# Help



## NewBe (Jan 19, 2022)

I need help to identify a frame I have. It is kind cool because it has 4 top tubes. Two side by side that come from rear axle to the neck and two side by side that take off of those two tubes as the go by the seat post and arch down to the tube that goes from neck to the crank tube??  So if I may put it this way, It has 4 top tubes. Any ideas? I have some numbers off the frame if anyone could use them for confirmation on your guess.


----------



## New Mexico Brant (Jan 19, 2022)

Please post a photo.  It makes life so much easier and you will likely have your answer in minutes.


----------



## NewBe (Jan 22, 2022)

This is the bike.    I have pics of a second bike that is a partner to this one.


----------



## bloo (Jan 22, 2022)

The second bike is almost certainly a Huffy, private labeled for Firestone because that is a Firestone emblem on the headtube. For confirmation look for numbers on it under the bottom bracket (crank) or the left dropout (next to the rear axle), most likely the latter. Post a pic of the number, that will either confirm or deny it's Huffy origins.

The first bike is from a different maker. It is unrelated in it's origins, though I suppose it is possible it was also sold by Firestone? 

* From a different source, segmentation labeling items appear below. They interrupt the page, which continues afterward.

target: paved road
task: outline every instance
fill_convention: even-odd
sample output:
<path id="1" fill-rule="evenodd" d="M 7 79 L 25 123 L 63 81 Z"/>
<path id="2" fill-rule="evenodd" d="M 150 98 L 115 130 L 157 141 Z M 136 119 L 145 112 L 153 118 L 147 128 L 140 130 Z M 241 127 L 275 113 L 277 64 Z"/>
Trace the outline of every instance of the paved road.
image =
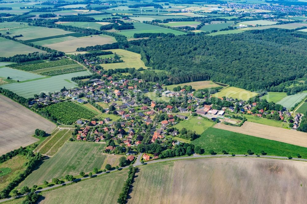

Chain (Ross) might be a good possibility for the source. Maybe Murray. Someone will recognize that frame. Post a pic of the serial on it too.


----------



## J-wagon (Jan 22, 2022)

Boy's bike looks Murray. Need pic of rear dropouts. Front sprocket looks Murray, hard to see in pic. Pics of stamped numbers as mentioned would be good.


----------



## GTs58 (Jan 22, 2022)

The 4 bar is a late 50's very early 60's Murray. Murray Fleetline maybe. That chain ring is Murray but Ross built a frame like this also.


----------



## Schwinny (Jan 23, 2022)

Those four bars are unusual and intriguing. @Lonestar now has one that was German made at about the same time (late 50's) I called it a twin double-bar cantilever.
Different takes on the cantilever frame after the Schwinn patent ran out I guess.


----------



## Lonestar (Jan 23, 2022)

Schwinny said:


> Those four bars are unusual and intriguing. @Lonestar now has one that was German made at about the same time (late 50's) I called it a twin double-bar cantilever.
> Different takes on the cantilever frame after the Schwinn patent ran out I guess.

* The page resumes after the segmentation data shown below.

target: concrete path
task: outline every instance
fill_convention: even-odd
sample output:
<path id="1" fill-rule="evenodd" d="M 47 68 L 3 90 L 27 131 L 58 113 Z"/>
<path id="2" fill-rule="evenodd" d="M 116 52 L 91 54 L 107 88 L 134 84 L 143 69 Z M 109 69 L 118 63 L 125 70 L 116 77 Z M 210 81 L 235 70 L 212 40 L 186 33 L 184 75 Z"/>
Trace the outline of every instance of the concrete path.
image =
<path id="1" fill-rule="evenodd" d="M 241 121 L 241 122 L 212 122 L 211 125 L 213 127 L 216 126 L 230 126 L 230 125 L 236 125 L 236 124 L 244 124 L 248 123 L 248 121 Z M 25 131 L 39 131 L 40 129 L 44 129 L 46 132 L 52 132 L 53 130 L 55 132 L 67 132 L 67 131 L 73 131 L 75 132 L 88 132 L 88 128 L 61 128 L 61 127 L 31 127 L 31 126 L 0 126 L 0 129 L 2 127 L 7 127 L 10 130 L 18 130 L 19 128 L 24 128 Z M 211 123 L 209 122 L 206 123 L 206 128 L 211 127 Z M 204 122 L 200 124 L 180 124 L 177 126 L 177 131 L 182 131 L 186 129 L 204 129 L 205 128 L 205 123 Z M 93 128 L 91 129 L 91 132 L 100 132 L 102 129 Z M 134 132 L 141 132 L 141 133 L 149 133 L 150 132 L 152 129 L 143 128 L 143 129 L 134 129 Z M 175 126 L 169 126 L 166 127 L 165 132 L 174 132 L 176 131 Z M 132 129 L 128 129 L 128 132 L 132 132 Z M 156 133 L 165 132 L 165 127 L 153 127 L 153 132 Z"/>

Here are a couple pics of the bike @Schwinny  mentioned just to help the thread, not meant to hijack!


----------



## NewBe (Jan 23, 2022)

bloo said:


> The second bike is almost certainly a Huffy, private labeled for Firestone because that is a Firestone emblem on the headtube. For confirmation look for numbers on it under the bottom bracket (crank) or the left dropout (next to the rear axle), most likely the latter. Post a pic of the number, that will either confirm or deny it's Huffy origins.
> 
> The first bike is from a different maker. It is unrelated in it's origins, though I suppose it is possible it was also sold by Firestone?
> 
> Chain (Ross) might be a good possibility for the source. Maybe Murray. Someone will recognize that frame. Post a pic of the serial on it too.



Wow you folks are great. I will I will I will post a pic with those numbers as soon as I can get to the frames again . 
   Thanks for all your info


----------



## Archie Sturmer (Jan 23, 2022)

The Murray and Huffy both look like project bikes; there is nothing that one might do wrong with either of them. 

The Murray has mismatched fenders which might be aluminum and of some value— depending on the size(?).


----------



## Rivnut (Jan 23, 2022)

I have more appropriate fenders for the boy’s bike if you‘d like to sell the “rain gutters.”  They’re pre-war, the rest of the bike is post-war.

Ed


----------